Palavras

lisonjeiam

Derivado de 'lisonja' (do latim 'laudatione', acusativo de 'laudatio', 'louvor').

Origem

Idade Média

Do latim 'lisonjare', possivelmente relacionado a 'laudare' (elogiar) ou a uma raiz germânica para 'elogio'.

Mudanças de sentido

Idade Média - Atualidade

O sentido principal de adular ou elogiar excessivamente com segundas intenções permaneceu estável.

Embora o sentido central de adulação com intenção oculta tenha se mantido, o contexto de uso evoluiu. De bajulação em cortes reais e eclesiásticas, passou a abranger relações de poder em ambientes corporativos e sociais, sempre com uma conotação negativa de falsidade.

Primeiro registro

Século XIII

Registros em textos medievais portugueses indicam o uso da forma verbal 'lisonjear' e suas conjugações.

Momentos culturais

Século XVII

Presente em obras literárias que retratam a vida na corte, como em peças de teatro e crônicas, onde a lisonja era uma ferramenta social comum.

Século XIX

Utilizada em romances realistas e naturalistas para descrever personagens manipuladores e a hipocrisia social.

Conflitos sociais

Período Colonial - Atualidade

A palavra está associada a dinâmicas de poder e desigualdade, onde a lisonja é usada para manter ou ascender socialmente, gerando desconfiança e ressentimento.

Vida emocional

Carrega um peso negativo, associada à falsidade, manipulação e falta de autenticidade.

Representações

Século XX - Atualidade

Personagens que 'lisonjeiam' são frequentemente retratados em novelas, filmes e séries como antagonistas ou figuras cômicas, evidenciando a percepção social negativa da prática.

Comparações culturais

Inglês: 'flatter' (elogiar excessivamente, bajular). Espanhol: 'halagar' (elogiar, acariciar, adular) ou 'adular' (adular, lisonjear). O conceito de adulação com segundas intenções é universal, mas a nuance e a frequência de uso das palavras variam.

Relevância atual

Atualidade

Embora menos comum na fala cotidiana, 'lisonjeiam' é uma palavra formal que descreve um comportamento social persistente, especialmente em contextos de poder, política e relações interpessoais onde a autenticidade é questionada.

Origem Etimológica

Deriva do latim 'lisonjare', que por sua vez tem origem incerta, possivelmente ligada a 'laudare' (elogiar) ou a uma raiz germânica relacionada a 'elogio' ou 'louvor'.

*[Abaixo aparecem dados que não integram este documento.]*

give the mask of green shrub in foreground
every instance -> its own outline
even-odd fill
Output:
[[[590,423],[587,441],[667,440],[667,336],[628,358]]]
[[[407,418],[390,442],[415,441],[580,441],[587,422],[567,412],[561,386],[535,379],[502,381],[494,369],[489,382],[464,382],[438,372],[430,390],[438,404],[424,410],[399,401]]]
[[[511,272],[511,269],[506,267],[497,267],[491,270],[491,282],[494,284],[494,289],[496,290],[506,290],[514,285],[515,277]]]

Entrada e Evolução no Português

A palavra 'lisonjear' e suas conjugações, como 'lisonjeiam', foram incorporadas ao português arcaico, mantendo o sentido de adular ou elogiar de forma excessiva, muitas vezes com intenção de obter favores.

Uso Literário e Formal

Ao longo dos séculos, 'lisonjeiam' foi amplamente utilizada na literatura clássica e em textos formais para descrever comportamentos de bajulação em cortes, na política e em relações sociais hierárquicas.

Uso Contemporâneo

A palavra 'lisonjeiam' é reconhecida como formal e dicionarizada, mantendo seu sentido original de adulação, embora seu uso em conversas cotidianas seja menos frequente em comparação com sinônimos mais informais.

lisonjeiam

Derivado de 'lisonja' (do latim 'laudatione', acusativo de 'laudatio', 'louvor').